Bottom line to The Next Hundred Years: the Century of Progress wasn’t all it was cracked up to be.

Then I opened a copy of J.B. Bury’s The Idea of Progress and learned on the first page that the Century of Progress Exposition was partly why the Macmillan publishing house decided in 1932 to bring out an American edition of Cambridge historian Bury’s 1920 masterpiece of historical/economic analysis.

In it, Bury sought to pooh-pooh the idea that “the idea of progress” was a john-come-lately concept crystallized by self-promoting business people and thus was a rather superficial invention. He traced the roots of the idea back at least as far as St. Augustine in the Middle Ages (not that Augustine was a father of the idea of progress but rather that he and other Christian Fathers booted out the Greek theory of cycles and other ideas that stood in the way of a theory of progress) and charactered the idea as one of those rare world-makers.

But even so, after 300 pages of trenchant, sometimes breath-taking reporting and analysis, Bury—on the final page of his book—cautioned that the Idea of Progress might not be all it was cracked up to be. After all, he argued, the most devastating arrow in the idea’s quiver was the assertion that finality is an illusion, that the truth is that what comes, eventually goes.

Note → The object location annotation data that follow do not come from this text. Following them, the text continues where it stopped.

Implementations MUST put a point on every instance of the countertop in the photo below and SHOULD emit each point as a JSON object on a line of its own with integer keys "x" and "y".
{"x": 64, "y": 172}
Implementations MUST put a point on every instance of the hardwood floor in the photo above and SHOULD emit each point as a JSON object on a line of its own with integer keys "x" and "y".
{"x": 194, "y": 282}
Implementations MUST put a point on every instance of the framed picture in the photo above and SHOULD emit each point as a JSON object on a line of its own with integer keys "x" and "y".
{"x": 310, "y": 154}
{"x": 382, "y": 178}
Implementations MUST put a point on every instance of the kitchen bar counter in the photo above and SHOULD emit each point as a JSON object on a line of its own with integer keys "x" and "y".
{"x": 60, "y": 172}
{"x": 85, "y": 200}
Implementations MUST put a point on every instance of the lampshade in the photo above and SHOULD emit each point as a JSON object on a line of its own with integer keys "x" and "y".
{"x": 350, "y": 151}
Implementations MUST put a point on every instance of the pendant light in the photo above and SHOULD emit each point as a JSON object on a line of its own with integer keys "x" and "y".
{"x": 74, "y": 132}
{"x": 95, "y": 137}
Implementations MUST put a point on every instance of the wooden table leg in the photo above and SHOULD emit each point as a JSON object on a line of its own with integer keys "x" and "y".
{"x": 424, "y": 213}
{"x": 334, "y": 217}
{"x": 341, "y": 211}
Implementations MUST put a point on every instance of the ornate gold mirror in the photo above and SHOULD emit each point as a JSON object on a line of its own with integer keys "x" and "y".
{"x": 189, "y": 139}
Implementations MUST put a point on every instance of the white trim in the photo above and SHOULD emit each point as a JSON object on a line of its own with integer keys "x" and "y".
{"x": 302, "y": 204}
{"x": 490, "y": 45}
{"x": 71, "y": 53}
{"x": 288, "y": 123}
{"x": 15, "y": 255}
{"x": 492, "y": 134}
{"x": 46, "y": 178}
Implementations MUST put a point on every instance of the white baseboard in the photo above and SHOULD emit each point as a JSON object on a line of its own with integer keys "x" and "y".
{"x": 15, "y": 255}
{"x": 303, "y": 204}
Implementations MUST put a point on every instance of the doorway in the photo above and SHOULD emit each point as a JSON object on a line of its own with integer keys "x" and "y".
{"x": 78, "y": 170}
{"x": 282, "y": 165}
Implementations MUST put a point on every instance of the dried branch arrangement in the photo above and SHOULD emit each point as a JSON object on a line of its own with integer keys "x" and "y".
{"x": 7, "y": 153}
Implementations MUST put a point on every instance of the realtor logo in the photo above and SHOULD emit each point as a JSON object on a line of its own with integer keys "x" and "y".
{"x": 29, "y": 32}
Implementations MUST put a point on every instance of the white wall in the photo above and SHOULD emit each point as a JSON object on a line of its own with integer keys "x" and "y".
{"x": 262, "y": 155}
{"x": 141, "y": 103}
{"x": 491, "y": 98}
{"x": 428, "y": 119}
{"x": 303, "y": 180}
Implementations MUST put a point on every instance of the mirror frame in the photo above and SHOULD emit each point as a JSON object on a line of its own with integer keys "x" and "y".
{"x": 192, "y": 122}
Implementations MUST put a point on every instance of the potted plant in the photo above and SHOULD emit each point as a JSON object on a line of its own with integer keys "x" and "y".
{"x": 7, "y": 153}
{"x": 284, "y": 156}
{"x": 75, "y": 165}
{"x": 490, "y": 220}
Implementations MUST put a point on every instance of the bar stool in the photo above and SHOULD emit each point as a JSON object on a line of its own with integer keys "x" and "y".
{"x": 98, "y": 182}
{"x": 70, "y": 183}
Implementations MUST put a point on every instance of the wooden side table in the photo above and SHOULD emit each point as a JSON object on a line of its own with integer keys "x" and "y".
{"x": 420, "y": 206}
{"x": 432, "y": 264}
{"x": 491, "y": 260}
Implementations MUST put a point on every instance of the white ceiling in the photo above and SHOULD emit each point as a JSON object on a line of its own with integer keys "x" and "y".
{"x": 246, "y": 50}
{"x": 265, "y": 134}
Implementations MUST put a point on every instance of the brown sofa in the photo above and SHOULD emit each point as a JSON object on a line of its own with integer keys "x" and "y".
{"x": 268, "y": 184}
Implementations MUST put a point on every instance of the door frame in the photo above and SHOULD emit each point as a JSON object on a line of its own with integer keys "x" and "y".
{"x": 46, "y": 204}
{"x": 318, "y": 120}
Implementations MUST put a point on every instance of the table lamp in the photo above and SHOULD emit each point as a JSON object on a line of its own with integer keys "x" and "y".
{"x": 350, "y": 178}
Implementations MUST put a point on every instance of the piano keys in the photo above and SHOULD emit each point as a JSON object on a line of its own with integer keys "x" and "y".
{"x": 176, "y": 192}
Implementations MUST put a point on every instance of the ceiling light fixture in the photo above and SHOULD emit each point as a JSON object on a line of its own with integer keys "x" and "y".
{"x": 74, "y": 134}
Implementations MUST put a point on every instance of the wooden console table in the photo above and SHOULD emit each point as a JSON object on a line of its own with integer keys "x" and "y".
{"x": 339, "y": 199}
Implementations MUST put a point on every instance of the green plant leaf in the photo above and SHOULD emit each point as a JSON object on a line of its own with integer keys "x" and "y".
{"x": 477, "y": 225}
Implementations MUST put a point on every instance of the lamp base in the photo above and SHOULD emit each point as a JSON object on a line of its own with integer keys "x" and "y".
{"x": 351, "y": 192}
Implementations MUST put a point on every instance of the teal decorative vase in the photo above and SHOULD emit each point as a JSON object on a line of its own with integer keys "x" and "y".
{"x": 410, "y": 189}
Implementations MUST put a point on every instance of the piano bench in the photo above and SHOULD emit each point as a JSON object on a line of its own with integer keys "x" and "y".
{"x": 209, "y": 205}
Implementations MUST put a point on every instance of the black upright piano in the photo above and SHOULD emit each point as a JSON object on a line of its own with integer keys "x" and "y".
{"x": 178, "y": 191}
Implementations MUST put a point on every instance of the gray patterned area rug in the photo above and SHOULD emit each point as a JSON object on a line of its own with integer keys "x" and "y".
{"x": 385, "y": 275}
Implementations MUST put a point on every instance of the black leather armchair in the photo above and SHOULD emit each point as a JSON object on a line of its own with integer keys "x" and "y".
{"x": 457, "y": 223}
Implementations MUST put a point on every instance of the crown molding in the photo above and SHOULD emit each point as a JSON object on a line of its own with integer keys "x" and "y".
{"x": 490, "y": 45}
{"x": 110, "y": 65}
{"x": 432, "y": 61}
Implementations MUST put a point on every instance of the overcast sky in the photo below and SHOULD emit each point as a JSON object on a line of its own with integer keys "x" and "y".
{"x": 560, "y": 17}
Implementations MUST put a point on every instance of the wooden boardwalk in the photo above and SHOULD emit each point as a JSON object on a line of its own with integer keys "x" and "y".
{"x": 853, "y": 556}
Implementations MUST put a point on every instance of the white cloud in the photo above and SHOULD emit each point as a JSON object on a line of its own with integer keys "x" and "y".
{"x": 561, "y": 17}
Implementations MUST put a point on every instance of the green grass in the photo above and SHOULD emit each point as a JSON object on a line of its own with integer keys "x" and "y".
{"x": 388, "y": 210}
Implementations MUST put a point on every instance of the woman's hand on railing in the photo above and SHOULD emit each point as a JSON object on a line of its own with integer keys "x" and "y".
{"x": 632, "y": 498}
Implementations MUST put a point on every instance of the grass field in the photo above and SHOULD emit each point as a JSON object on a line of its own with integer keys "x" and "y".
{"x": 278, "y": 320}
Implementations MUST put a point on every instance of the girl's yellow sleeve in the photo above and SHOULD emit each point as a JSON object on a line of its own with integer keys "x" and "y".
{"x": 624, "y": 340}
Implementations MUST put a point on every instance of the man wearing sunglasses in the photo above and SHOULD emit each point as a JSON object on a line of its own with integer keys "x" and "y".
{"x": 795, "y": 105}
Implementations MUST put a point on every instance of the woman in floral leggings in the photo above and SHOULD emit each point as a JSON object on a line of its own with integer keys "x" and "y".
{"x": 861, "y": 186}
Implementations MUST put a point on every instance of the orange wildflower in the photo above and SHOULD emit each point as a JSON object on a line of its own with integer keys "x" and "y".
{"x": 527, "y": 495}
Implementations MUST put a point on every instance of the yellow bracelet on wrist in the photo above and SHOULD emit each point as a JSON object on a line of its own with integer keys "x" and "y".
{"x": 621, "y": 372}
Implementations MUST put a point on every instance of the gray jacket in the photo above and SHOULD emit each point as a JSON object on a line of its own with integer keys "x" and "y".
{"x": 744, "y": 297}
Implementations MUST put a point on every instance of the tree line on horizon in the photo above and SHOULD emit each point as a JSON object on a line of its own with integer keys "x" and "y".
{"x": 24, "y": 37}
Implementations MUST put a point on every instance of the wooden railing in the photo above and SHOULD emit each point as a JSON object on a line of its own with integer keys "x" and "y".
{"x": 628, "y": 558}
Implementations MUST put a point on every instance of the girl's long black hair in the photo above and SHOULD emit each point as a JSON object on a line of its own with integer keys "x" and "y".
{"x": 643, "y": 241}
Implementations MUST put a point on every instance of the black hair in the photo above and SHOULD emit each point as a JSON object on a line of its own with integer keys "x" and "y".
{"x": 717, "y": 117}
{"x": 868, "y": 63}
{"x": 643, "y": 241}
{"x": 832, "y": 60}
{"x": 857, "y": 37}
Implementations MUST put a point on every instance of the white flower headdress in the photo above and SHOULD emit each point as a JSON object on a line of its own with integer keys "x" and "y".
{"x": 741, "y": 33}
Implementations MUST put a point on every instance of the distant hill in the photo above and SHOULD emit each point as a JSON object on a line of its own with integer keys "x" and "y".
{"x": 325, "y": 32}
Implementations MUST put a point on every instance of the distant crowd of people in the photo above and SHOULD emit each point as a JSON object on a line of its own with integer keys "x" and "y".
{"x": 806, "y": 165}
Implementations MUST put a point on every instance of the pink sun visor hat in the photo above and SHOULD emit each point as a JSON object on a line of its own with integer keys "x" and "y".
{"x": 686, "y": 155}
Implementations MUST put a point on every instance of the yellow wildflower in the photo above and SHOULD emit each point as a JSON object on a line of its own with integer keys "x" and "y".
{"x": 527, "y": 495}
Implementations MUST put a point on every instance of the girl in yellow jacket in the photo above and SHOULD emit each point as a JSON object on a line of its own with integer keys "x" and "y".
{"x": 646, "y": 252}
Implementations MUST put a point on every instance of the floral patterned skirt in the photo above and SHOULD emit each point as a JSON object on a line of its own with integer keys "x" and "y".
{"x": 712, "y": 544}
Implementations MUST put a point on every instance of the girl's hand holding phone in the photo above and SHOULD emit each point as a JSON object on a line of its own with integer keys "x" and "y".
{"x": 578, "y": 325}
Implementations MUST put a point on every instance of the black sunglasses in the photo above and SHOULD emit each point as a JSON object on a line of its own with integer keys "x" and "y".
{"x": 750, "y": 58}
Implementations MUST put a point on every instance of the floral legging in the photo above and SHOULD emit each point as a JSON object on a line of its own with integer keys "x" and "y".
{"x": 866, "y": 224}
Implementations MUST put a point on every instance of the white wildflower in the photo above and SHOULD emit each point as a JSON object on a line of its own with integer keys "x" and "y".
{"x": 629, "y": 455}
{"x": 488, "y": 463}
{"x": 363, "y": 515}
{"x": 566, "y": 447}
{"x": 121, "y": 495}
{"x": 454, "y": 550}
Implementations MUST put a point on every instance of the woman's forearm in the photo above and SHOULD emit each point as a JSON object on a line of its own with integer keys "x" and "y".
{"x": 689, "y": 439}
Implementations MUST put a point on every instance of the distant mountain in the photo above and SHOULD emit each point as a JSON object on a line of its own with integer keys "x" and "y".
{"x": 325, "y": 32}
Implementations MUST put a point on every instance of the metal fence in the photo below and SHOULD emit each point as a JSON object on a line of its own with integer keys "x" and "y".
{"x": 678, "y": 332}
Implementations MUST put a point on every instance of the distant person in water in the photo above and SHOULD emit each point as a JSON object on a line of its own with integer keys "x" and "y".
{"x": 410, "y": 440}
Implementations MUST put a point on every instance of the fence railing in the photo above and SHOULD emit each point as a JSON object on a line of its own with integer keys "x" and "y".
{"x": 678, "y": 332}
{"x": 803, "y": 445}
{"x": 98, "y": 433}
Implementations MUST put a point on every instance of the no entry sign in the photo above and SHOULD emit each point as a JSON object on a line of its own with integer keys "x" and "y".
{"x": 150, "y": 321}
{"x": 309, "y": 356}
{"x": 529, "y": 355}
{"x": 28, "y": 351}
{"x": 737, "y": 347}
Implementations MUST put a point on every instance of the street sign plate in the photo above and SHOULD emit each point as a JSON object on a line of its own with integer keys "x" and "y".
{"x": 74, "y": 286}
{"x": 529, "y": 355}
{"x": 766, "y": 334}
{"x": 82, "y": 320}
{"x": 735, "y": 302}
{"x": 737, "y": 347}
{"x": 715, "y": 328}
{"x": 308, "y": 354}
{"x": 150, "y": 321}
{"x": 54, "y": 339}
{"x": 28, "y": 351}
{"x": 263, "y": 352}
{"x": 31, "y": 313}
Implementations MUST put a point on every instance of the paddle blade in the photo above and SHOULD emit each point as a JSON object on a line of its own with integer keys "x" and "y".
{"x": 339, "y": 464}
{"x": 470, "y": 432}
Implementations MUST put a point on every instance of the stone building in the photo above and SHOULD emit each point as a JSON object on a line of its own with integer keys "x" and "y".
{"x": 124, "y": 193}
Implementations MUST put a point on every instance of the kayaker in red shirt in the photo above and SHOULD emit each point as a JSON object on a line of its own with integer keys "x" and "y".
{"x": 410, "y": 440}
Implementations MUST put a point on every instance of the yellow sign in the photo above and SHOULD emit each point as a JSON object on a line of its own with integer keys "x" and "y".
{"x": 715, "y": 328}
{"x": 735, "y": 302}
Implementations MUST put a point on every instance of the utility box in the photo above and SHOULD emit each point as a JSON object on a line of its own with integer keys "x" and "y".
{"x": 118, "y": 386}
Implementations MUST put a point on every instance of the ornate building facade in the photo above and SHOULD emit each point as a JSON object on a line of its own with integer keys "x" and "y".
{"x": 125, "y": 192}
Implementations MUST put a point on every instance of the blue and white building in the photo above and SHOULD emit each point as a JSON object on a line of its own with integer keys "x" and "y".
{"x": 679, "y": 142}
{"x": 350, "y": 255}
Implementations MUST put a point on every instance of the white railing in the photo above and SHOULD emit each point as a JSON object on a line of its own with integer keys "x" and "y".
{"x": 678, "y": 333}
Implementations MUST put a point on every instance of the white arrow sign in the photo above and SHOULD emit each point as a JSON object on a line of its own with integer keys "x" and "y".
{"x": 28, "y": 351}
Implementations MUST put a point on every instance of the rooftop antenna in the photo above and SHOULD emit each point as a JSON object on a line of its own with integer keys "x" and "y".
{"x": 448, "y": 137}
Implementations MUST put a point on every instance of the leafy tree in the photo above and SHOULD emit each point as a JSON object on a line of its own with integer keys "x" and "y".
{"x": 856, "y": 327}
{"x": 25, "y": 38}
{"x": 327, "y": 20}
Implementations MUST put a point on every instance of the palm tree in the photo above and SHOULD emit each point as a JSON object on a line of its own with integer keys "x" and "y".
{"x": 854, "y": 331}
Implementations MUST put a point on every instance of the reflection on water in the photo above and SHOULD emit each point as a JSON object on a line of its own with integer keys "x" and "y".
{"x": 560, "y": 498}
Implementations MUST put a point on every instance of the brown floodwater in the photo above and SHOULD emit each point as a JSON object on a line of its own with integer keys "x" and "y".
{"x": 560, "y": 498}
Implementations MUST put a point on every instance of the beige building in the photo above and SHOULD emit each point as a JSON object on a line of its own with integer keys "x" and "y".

Bury wrote, “Must not it (the dogma of progress), too, submit to its own negation of finality? Will not that process of change, for which Progress is the optimistic name, compel ‘Progress’ too to fall from the commanding position in which it is now, with apparent security, enthroned?…In other words, does not Progress itself suggest that its value as a doctrine is only relative, corresponding to a certain not very advanced stage of civilization; just as Providence, in its day, was an idea of relative value, corresponding to a stage somewhat less advanced?”

Bury thought it might be centuries in the future before the Idea of Progress was dethroned and replaced.

But looking at an exceedingly rough start for the 21st Century, especially in America, it can be suspected that a persistent undercurrent of change may already be underway less than one century after Bury raised the question of whether the Idea of Progress was going to prove insufficient and undesirable as “the directing idea of humanity.”

Never in history have the shibboleths and ideals of the Idea of Progress been praised and promoted to the extent that they have in the U.S. in the past five years. And with each passing day, the conclusion seems to be more and more unavoidable: they are only working for a tiny part of our population, the very rich and powerful.

It is becoming more and more obvious that the highly stylized, sound-bite-polished, PowerPoint-presentation-perfected, U.S. flag-draped version of the Idea of Progress isn’t all that is was cracked up to be.

Which leaves us to wonder if the time isn’t much riper than we could have imagined a few short years ago for if not the emergence of a new directing idea of humanity, at least the beginning of the disintegration of the current one.

For as the late Peter Drucker argued in a book published in the 1960s that perhaps should be considered the third in a triology of works on this whole subject of progress, it appears that we may already be much deeper into an “age of discontinuity” that we had realized.